[
https://issues.apache.org/jira/browse/CASSANDRA-3316?page=com.atlassian.jira.plugin.system.issuetabpanels:all-tabpanel
]
Yuki Morishita updated CASSANDRA-3316:
--------------------------------------
Attachment: 3316-v1.txt
First attempt. Added JMX interface (forceTerminateAllRepairSessions) to ss.
I think it would be better if there is nodetool cmd for this feature. How about
nodetool cleanuprepair?
> Add a JMX call to force cleaning repair sessions (in case they are hang up)

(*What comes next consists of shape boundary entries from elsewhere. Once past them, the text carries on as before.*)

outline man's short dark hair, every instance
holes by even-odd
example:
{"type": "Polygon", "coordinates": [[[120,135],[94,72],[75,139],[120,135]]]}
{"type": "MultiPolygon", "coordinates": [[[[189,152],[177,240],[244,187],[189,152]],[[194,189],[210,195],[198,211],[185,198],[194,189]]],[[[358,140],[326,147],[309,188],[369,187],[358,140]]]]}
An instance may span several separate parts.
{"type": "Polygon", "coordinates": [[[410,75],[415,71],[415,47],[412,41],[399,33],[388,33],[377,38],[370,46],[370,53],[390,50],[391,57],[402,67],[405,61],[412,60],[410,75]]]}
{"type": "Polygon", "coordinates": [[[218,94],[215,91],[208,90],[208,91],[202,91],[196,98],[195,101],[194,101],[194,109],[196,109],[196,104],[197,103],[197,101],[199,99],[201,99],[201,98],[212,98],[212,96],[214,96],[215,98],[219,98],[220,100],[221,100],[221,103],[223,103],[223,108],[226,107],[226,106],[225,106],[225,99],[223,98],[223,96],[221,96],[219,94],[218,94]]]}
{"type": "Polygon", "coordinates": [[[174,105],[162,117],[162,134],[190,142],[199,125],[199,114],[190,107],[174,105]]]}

> ---------------------------------------------------------------------------
>
> Key: CASSANDRA-3316
> URL: https://issues.apache.org/jira/browse/CASSANDRA-3316
> Project: Cassandra
> Issue Type: Improvement
> Components: Core
> Affects Versions: 0.8.6
> Reporter: Sylvain Lebresne
> Assignee: Yuki Morishita
> Priority: Minor
> Fix For: 1.0.2
>
> Attachments: 3316-v1.txt
>
>
> A repair session contains many parts, most of which are not local to the node
> (implying the node waits on those operation). You request merkle trees, then
> you schedule streaming (and in 1.0.0, some of the streaming don't involve the
> local node itself). It's lots of place where something can go wrong, and if
> so it leaves the repair hanging and as a consequence it leaves a
> repairSessions tasks sitting active on the 'AntiEntropy Session' executor.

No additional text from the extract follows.